5月25日の定時総会において新たに事務総長に任命された。団体の事務局運営という任務のほかに新団体設立への準備という仕事が付け加わっている点が、従来の例と異なっている。

  1. 創立以来55年の経団連の歴史を振り返ると、四つの大きな変革を経てきた。
    第1は、オイルショックである。これを機に政党、官庁、海外との折衝が一挙に拡大し、現在の事務局体制の原型が出来上がった。
    第2は、1993年の政治資金斡旋の中止である。いわゆる55年体制の下で、良きにつけ悪しにつけ、一体感のあった政治との関係が見直された。反面、このことから主義主張で立場を鮮明にすることが求められる結果になった。
    第3は、バブル現象を一つの契機として、政策立案のウエイトが官から政治へと微妙にシフトし、経済の市場現場でのプレーヤーの集まりである経団連の見解を求められるケースが急増したことである。
    第4は、日経連との統合による新団体の設立である。

  2. 経団連事務局は大きな変化に直面するごとに、会員ニーズに対応すべく組織、機能の改善に努力してきた。すでに、団体統合の理念は提示されているが、第4の変革に際して日常的な機能として期待されるものは何なのであろうか。

    (1) 政治力のパワーアップ
    政党、政府に対し内外の環境変化に即応した諸制度が整備されるよう改革を求め、実現するのが経済団体の役目である。その際、視点がよりグローバルに、より広い地域へ、より多くの企業、従業員に向けば、政策要求の範囲は広がり、より強い政治力、折衝力が求められる。

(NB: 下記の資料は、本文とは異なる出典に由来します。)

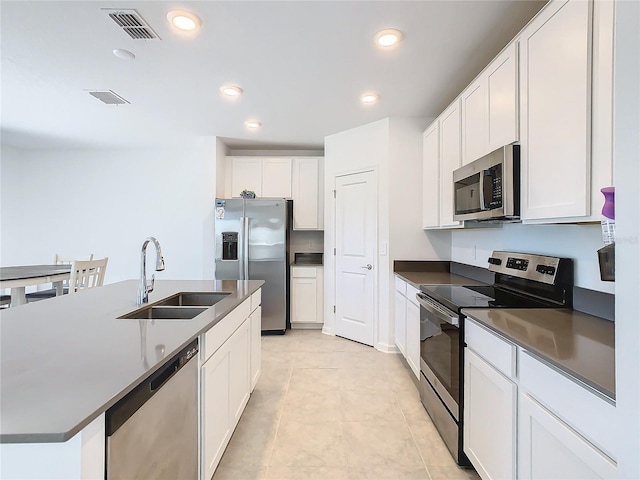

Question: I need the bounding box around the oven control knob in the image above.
[536,265,556,275]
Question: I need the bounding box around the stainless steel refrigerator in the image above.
[215,198,292,333]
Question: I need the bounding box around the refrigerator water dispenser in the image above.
[222,232,238,260]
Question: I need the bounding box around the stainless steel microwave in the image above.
[453,145,520,221]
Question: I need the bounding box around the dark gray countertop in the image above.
[0,265,71,282]
[395,272,482,288]
[0,280,264,443]
[462,308,616,399]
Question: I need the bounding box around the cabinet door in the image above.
[405,298,420,379]
[291,277,318,323]
[422,124,440,228]
[461,76,488,165]
[485,42,519,153]
[516,393,617,480]
[227,319,251,431]
[292,158,323,230]
[231,158,263,197]
[201,344,232,479]
[262,158,291,198]
[395,291,407,358]
[520,0,592,220]
[249,307,262,391]
[440,99,460,227]
[463,348,517,479]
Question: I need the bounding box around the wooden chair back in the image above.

選挙制度、政治資金問題も避けて通れない。

    (2) 地球環境保全への自己努力
    経団連の環境自主行動計画は、わが国CO2排出量の全体の80%弱をカバーするほど包括的である。官による規制に依存することなく自己責任で対応するという認識の広がりが求められる。

    (3) シンクタンク機能
    1,000万人近くに達すると予想される従業員をかかえる団体は、新技術、新産業のシーズの巨大な宝庫でもあり、その宝庫を開き、民の潜在能力を引き出す知恵が求められる。

    (4) NPOのパートナー
    NPOは政府活動の隙間を埋めるものではない。企業市民を動員して社会そのものを変える強力なインターミディアリーとして活動の充実が求められる。

    (5) 民間外交の深化
    グローバル時代の日本を支えるため、民間としてさらに汗をかくことが求められる。

  3. 以上の例は体系のない全くの私見であるが、いずれにせよ、新たな機能を果たしうる事務局へ、否応なしに脱皮すべき時期がそこに迫っている。